Rappelons, même si les définitions ne sont pas toujours très éclairantes, que, selon la définition de la Charte de la Société pour l’évaluation, celle-ci « vise à produire des connaissances sur les actions publiques, notamment quant à leurs effets, dans le double but de permettre aux citoyens d’en apprécier la valeur et d’aider les décideurs à en améliorer la pertinence, l’efficacité, l’efficience, la cohérence et les impacts ». Cette définition large est nettement plus satisfaisante que la définition, plus fréquemment citée, qui figurait dans le vieux décret, aujourd’hui abrogé, du 18 novembre 1998, selon laquelle l’évaluation des politiques publiques a pour objet « d’apprécier l’efficacité d’une politique en comparant ses résultats aux objectifs assignés et aux moyens mis en œuvre », définition beaucoup trop proche du simple contrôle de gestion avec lequel, il est vrai, l’évaluation est couramment confondue.

Quel rôle du Parlement dans l’évaluation des politiques publiques ?

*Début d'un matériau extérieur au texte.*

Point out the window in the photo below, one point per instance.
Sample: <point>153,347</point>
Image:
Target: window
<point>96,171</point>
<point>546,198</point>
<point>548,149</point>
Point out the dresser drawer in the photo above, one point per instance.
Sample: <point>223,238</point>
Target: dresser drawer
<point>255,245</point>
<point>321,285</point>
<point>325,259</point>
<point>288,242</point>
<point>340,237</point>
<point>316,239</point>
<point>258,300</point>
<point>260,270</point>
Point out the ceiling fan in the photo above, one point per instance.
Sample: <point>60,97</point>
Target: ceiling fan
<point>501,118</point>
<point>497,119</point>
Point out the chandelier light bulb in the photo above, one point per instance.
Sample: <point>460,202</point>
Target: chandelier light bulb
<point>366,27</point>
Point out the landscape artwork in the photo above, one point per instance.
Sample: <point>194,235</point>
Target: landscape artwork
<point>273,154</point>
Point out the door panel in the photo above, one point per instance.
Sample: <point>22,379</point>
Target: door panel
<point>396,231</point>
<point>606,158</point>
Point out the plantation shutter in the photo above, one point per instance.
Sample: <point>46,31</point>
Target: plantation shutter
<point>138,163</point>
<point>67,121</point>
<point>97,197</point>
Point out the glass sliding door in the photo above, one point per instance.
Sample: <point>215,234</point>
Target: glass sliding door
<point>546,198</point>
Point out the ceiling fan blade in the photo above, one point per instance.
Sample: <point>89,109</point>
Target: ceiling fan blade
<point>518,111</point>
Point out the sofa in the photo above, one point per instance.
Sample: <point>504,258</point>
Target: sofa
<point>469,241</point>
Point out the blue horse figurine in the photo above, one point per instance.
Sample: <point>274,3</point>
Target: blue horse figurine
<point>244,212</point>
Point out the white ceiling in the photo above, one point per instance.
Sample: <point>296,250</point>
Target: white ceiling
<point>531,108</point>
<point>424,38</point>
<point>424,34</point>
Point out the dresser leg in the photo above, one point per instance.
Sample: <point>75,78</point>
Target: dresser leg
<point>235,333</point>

Depuis la révision constitutionnelle de 2008, l’évaluation des politiques publiques est confiée au Parlement assisté de la Cour des comptes (articles 24 et 47-2 de la Constitution). L’Assemblée nationale a alors créé en son sein le CEC (Comité d’évaluation et de contrôle) censé porter cette mission. Certes, la mention du texte constitutionnel n’épuise pas le sujet puisque bien d’autres acteurs interviennent, organismes placés auprès du Premier ministre (France-Stratégie), Inspections générales et même directions d’administration centrale (telles la DEPP, direction de l’évaluation, de la prospective et de la performance au ministère de l’Education nationale, ou, pour les ministères sociaux, la DREES, direction de la recherche, des études, de l’évaluation et des statistiques). Il est loisible également de considérer que le Conseil d’Etat, en produisant annuellement un rapport public thématique, se comporte en évaluateur de l’action publique. De plus, le rôle de la Cour des comptes en ce domaine dépasse le simple appui au Parlement puisque la plupart de ses rapports sont publiés « proprio motu », sans commande du Parlement.  Pour autant, le Parlement est le seul en charge institutionnellement de cette mission, avec la Cour des comptes comme prestataire.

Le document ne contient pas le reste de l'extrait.